Busy is not the gold standard of retirement happiness. As an official ambassador for the Happy Retirees, I enjoy a peaceful pace of life that engages my brain and body without a boatload of stress.

I win! No reinvention required.

15 thoughts on “No reinvention required”

  1. Happy Birthday!!! The cake looks yummy. I should have pegged you for a Virgo. The 3 people I have liked in my life were all Virgos. One I married and actually I love him. For his birthday, we’re getting the Safeway cake that’s kinda a rectangle. Maybe tiramisu? or chocolate!

    1. As a reformed Worker Bee I still have moments when I feel maybe I am “useless” because I am not “working hard somewhere” or “contributing to society..” LOL, after 6 years of retirement! I look forward to your posts and especially this one reminds me that the daily routines, the simple pleasures, are truly the most joyous!! Most of the time, I am in your camp, with reading,cooking,kayaking with my husband, and catching up on some TV series I missed during my working years.. like Rizzoli and Isles— all filling my days with pleasure. I love the previous post with book recommendations..I’ll be checking out many of your suggestions.Right now finishing up a new Harlem Cohen book from the library. Yesterday I enjoyed a free class of Nature Sketching at our local library, one of 3 free classes.. when we slow down, there is so much just all around us, that is there for the taking—simple pleasures that make a life worth living.Bob over at Satisfying Retirement blog also has a similar post today. Fine minds think alike!
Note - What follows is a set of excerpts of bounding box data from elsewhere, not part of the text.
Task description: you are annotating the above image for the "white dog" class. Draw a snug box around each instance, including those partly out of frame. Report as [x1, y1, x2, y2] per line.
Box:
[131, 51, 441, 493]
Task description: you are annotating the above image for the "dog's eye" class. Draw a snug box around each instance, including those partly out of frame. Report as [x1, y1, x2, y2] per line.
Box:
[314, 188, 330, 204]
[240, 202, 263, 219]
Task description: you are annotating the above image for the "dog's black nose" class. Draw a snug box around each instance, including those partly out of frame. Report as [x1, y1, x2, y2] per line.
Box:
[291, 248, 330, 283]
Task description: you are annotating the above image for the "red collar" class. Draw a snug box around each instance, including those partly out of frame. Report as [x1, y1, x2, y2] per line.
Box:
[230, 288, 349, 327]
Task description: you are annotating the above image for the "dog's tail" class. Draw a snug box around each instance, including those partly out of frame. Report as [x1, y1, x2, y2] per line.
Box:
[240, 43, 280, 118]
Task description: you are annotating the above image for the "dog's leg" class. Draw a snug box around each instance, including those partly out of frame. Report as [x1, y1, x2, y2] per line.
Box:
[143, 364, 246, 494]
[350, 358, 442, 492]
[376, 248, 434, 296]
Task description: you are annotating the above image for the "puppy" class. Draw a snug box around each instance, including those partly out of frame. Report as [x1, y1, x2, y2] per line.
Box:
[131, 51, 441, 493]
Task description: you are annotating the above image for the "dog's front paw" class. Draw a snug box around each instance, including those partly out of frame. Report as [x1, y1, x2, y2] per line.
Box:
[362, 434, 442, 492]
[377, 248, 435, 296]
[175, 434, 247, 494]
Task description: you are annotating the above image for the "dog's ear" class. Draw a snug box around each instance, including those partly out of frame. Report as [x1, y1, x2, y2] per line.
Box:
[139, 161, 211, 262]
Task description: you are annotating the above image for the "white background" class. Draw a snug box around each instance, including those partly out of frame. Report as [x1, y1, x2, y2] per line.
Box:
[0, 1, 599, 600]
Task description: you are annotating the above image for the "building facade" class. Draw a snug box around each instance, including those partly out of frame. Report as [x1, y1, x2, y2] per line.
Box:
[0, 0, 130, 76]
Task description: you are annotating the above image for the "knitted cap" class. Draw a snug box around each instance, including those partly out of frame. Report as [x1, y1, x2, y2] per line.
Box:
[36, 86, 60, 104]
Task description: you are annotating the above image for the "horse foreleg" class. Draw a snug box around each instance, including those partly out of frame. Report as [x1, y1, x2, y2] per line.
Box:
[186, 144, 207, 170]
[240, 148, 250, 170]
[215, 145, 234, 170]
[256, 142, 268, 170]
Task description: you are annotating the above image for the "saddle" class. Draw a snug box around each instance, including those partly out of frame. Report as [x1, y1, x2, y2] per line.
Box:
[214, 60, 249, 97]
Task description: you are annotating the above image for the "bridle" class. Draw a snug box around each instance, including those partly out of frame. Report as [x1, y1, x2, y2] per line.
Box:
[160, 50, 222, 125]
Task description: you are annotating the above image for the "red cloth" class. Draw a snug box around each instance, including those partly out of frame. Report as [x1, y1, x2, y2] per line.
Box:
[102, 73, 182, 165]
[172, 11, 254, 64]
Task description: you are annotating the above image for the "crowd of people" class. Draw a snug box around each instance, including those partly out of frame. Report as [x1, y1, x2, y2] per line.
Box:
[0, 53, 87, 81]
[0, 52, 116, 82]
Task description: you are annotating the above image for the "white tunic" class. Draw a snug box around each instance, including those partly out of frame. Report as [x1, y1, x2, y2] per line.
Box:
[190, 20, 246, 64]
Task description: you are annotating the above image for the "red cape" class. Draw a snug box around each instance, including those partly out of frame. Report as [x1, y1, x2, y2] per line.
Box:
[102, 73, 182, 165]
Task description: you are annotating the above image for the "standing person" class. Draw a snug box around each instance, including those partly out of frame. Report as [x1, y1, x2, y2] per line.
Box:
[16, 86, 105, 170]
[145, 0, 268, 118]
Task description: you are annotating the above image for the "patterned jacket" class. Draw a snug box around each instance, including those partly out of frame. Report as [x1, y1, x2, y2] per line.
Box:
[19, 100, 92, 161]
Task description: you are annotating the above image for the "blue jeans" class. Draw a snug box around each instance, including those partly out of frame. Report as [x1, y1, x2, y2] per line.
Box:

      1. It makes me so happy you find value in what I’m sharing on this blog. I guess I’m mostly a Happy Retiree — but sometimes I’m a recovering Worker Bee and was very much an Endurance Athlete for years. I’m glad you mentioned this, because I should have said we do skip around. Sometimes I think, well, I should be doing more. But most of the time I am quite happy enjoying the simple pleasures. I do like Harlan Coben — hard to put down.

    2. I believe my husband would agree it takes a special person to love a Virgo. By the way, I was surprised by all the cake choices at Safeway. You can mix and match cake, filling and icing. How about Tres Leche cake with raspberry filling and cream cheese icing? I went minimalist.

  2. Happy Birthday!! I’m 100% a Happy Retiree. I don’t like that leisure or being unbusy is viewed negatively. I think only those of us who are happy understand why it’s so great!! Enjoy your cake. 🎂

    1. Thanks for the birthday greetings! Maybe it’s easier for introverts to settle into retirement. As you said on your blog, you forget how much work drains you.

  3. Happy belated Birthday from another virgo.
    My husband is virgo too, which can be easy and difficult at once.

    That cake is beautiful.

    1. Hi Barbara! How beautiful it must be in Germany as fall settles in. I think I’ve read Virgos are rare in that we usually get along with other Virgos. You chose well!

      1. It still takes a few weeks to colour the leaves. Not cold enough. Next is “Wiesn” what does mean the Octoberfest is on the way.

  4. Like you, I enjoy a peaceful pace of life that engages my brain and body without a boatload of stress. No reinvention required. If anything, retirement has allowed me to be more of who I am. I am in the Happy Retirees camp. Happy birthday, Donna. 64 looks good on you.

    1. Thank you so much, Mona. I agree with you, too. Retirement frees us up to be who we are. I honestly don’t think I could go back to the corporate world.